Most lists of Efteling attractions rank them by adrenaline or by queue length. This is not that list. The eight attractions below are ones I keep returning to for what they are, not for what they do. Some are quiet, some are loud, some take two minutes, some take forty. They are listed in the order I would tour them on a long afternoon.
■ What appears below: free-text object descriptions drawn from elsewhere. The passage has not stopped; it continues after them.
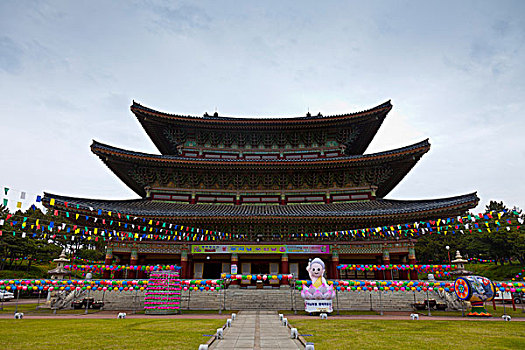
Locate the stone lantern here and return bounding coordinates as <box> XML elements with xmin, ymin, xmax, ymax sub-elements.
<box><xmin>47</xmin><ymin>249</ymin><xmax>71</xmax><ymax>280</ymax></box>
<box><xmin>450</xmin><ymin>250</ymin><xmax>472</xmax><ymax>278</ymax></box>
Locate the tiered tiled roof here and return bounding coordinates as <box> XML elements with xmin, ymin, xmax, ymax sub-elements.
<box><xmin>43</xmin><ymin>192</ymin><xmax>478</xmax><ymax>222</ymax></box>
<box><xmin>131</xmin><ymin>100</ymin><xmax>393</xmax><ymax>155</ymax></box>
<box><xmin>90</xmin><ymin>139</ymin><xmax>430</xmax><ymax>198</ymax></box>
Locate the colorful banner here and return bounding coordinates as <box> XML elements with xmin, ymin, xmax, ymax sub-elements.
<box><xmin>304</xmin><ymin>299</ymin><xmax>333</xmax><ymax>313</ymax></box>
<box><xmin>287</xmin><ymin>244</ymin><xmax>330</xmax><ymax>254</ymax></box>
<box><xmin>191</xmin><ymin>244</ymin><xmax>330</xmax><ymax>254</ymax></box>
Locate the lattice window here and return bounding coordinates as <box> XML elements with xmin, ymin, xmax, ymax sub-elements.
<box><xmin>306</xmin><ymin>172</ymin><xmax>319</xmax><ymax>188</ymax></box>
<box><xmin>248</xmin><ymin>173</ymin><xmax>260</xmax><ymax>188</ymax></box>
<box><xmin>233</xmin><ymin>174</ymin><xmax>244</xmax><ymax>189</ymax></box>
<box><xmin>291</xmin><ymin>173</ymin><xmax>302</xmax><ymax>188</ymax></box>
<box><xmin>196</xmin><ymin>131</ymin><xmax>208</xmax><ymax>145</ymax></box>
<box><xmin>223</xmin><ymin>133</ymin><xmax>233</xmax><ymax>147</ymax></box>
<box><xmin>321</xmin><ymin>172</ymin><xmax>333</xmax><ymax>187</ymax></box>
<box><xmin>210</xmin><ymin>132</ymin><xmax>220</xmax><ymax>146</ymax></box>
<box><xmin>203</xmin><ymin>172</ymin><xmax>214</xmax><ymax>187</ymax></box>
<box><xmin>263</xmin><ymin>133</ymin><xmax>273</xmax><ymax>147</ymax></box>
<box><xmin>263</xmin><ymin>174</ymin><xmax>274</xmax><ymax>188</ymax></box>
<box><xmin>217</xmin><ymin>173</ymin><xmax>229</xmax><ymax>188</ymax></box>
<box><xmin>174</xmin><ymin>172</ymin><xmax>188</xmax><ymax>187</ymax></box>
<box><xmin>158</xmin><ymin>169</ymin><xmax>171</xmax><ymax>186</ymax></box>
<box><xmin>337</xmin><ymin>128</ymin><xmax>351</xmax><ymax>144</ymax></box>
<box><xmin>277</xmin><ymin>174</ymin><xmax>287</xmax><ymax>188</ymax></box>
<box><xmin>188</xmin><ymin>173</ymin><xmax>201</xmax><ymax>187</ymax></box>
<box><xmin>250</xmin><ymin>133</ymin><xmax>261</xmax><ymax>147</ymax></box>
<box><xmin>237</xmin><ymin>133</ymin><xmax>246</xmax><ymax>147</ymax></box>
<box><xmin>289</xmin><ymin>132</ymin><xmax>300</xmax><ymax>147</ymax></box>
<box><xmin>315</xmin><ymin>131</ymin><xmax>327</xmax><ymax>145</ymax></box>
<box><xmin>302</xmin><ymin>132</ymin><xmax>313</xmax><ymax>147</ymax></box>
<box><xmin>277</xmin><ymin>133</ymin><xmax>287</xmax><ymax>147</ymax></box>
<box><xmin>334</xmin><ymin>172</ymin><xmax>345</xmax><ymax>187</ymax></box>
1. Droomvlucht (Dreamflight)
The 1993 dark ride through a fantasy world of trolls, gnomes, and floating castles. The ride lasts about six minutes. It is consistently the best-themed dark ride I have been on, anywhere. The opening tableau — the storm at the troll's cave — has not been altered since 1993 and still works as well as it did then. The lighting in the third act is unchanged. The puppetry is unchanged. The whole ride is, in this sense, a time capsule of how Dutch animatronic design looked in the early 1990s, and the time capsule has aged beautifully.
2. Carnaval Festival
A 1984 tour through a small-world version of global cultures, with about 200 animated figures. The ride is, in concept, similar to It's a Small World at Disneyland; in execution, it is funnier, more detailed, and willing to be strange. The Brazilian sequence is, for me, the highlight: a samba band with a sloth as conductor.
3. Fata Morgana
A 1986 boat ride through a Persian fantasy city. The lighting design is some of the most carefully done in the park; pay attention to how the route alternates between full sun and complete darkness. The fight in the marketplace, halfway through, is animated by puppets that are taller than human and which move on rails embedded in the cobblestones.
4. Symbolica
The most recent major addition (2017). A 35-minute walkthrough of a fantasy palace. The architecture is by Karel Willemen, working in the Pieck idiom but with more theatrical flair. The audience is divided into three groups, each of which follows a different path through the building; the three paths converge and diverge in ways that take a few visits to fully map.
5. Baron 1898
The dive coaster. The ride itself is two minutes and is conventional in its mechanics. The reason it earns a place on this list is the queue. The queue building is a fully detailed Edwardian mineshaft, with animated foremen, a pre-show in a cage that descends three storeys, and ambient audio of pickaxes that has been recorded specifically for this attraction. The queue is, in some ways, more impressive than the ride.
6. Aquanura
The water show on the central lake, after dusk. Twelve minutes of fountains, lights, fire, and music. Run at sunset and at full dark. I prefer the dark version. The audience benches around the lake are arranged so that there is no wrong seat; the show plays in 360 degrees.
7. Pagode
The pagoda-themed gondola that lifts about forty visitors to 45 metres and rotates while descending. The view at the top is the only place in the park from which you can see the entire park and a portion of the surrounding Loonsche Land forest. The ride takes five minutes. It is best at dusk.
8. The Six Servants (in the fairy-tale forest)
The tableau I mentioned in my fairy-tale-forest piece. Six small mechanical figures, each with an exaggerated physical trait — a man who can see through walls, a man with very long legs, a man with a hat that summons frost. The tableau is animated in a slow loop. It is also, for reasons I cannot quite articulate, the most haunting thing in the forest. I usually end my day here.